First of all, book bloggers who review books on blogs are just as legit as book reviewers in magazines, so treat them with the same respect (yes, I know they don’t have to go through the same gatekeepers that magazine and newspaper writers do, but they should be treated professionally).

1. Contact relevant bloggers only. If your book is about shopping, don’t pitch your book to the blog that clearly only ever reviews books on heavy metal. You don’t have to be a subscriber necessarily (though if you are, it’s nice to say that you’re one of their readers), but do have enough of a look at the blog to know whether contacting them is a waste of your time.

The key to finding a reviewer is finding the perfect match. It’s a lot like landing a book deal. You don’t want necessarily just the only publisher who will take your book (tempting as it may be). You want the right publisher. So don’t go pitching to every book blog in existance–they don’t all review your kind of stuff. Pitch the ones that are right for your topic.

Remember also that you’re not just looking for book blogs, but blogs on your topic that might be interested in reviewing your book or even interviewing you or running an excerpt. One way to find blogs by topic other than the typical google search (or searching on Technorati.com) is looking at who’s talking about your topic on Twitter. If they seem to know what they’re talking about regarding your subject, look at their profile and see if they have a website or blog. They may be interested in reviewing your book or posting content from it on their site.

How do you know if these blogs have any readers? Sometimes they will tell you in the sidebar how many people have subscribed to this blog.
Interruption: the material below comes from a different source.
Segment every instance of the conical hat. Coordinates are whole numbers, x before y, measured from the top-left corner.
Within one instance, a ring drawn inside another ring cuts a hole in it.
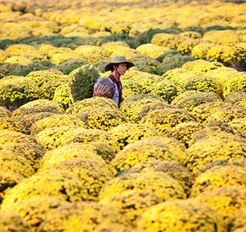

Other times, comments are enabled, so if there are a lot of comments under each post, there are a lot of readers. A lot of times it works the other way too: no comments means few readers.

2. Unlike some larger book reviewing publications, sending unsolicited copies is a bad idea. Unless you’re using a database, you may not find their mailing addresses anyway. It’s best to send them an email. A personal touch is always nice and increases your chances, but copying-and-pasting your press release is fine if you’re tight on time. If they are interested in the book, either way, they’ll email you back and ask for a review copy. Some blogs even do Q&A, exclusive excerpt, or get original¬†content from the writer.
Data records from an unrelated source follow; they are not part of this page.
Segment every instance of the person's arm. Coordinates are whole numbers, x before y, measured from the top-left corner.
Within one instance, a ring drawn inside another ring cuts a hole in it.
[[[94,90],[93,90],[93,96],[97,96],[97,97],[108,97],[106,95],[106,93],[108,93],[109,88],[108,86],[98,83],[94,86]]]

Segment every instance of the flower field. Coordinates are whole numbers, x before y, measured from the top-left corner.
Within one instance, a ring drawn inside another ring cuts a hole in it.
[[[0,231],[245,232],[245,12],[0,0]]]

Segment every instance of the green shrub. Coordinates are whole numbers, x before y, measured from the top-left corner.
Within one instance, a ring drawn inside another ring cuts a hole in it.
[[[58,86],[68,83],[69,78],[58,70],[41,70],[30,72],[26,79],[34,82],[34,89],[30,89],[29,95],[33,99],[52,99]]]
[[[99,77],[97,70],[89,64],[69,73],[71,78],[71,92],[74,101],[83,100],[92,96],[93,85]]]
3. Send the cover image, whether they ask for it or not. Do not send this out in your pitch because often people will not open emails from people they don’t know if it has an attachment. But if they’ve asked for a copy sent to them, feel free to email them a hi-res jepg they can use, because if you don’t, they won’t use a picture, or they’ll copy a low-res one from the internet, or they’ll try to take a picture or scan themselves which don’t always come out looking good. You may also want to include your author photo. Only include an interior image if you have permission to use images from the book as part of the publicity efforts. Don’t forget to include a credit line for author and interior photos.

4. Give them time. If you don’t hear from the blogger a month after you’ve sent the book, email them and say that you’re just checking to make sure they received the book, and if they did not, you can send a replacement. A month is a good time because if you write too soon, the mail might not have delivered it yet. It’s also a long enough time where they may have set it aside, meaning to get to it later, and put it out of mind for a while. A month after shipping, this might be a good reminder and spark a new interest in them to pick up the book. Remember, book bloggers have lots of other books to read, but they also don’t like to be hounded: “Have you read my book yet, are you going to do a review, how about now, or now?” If they say that the have received your book and plan to review it, it might be another three to six months before they do. This is normal and to be expected.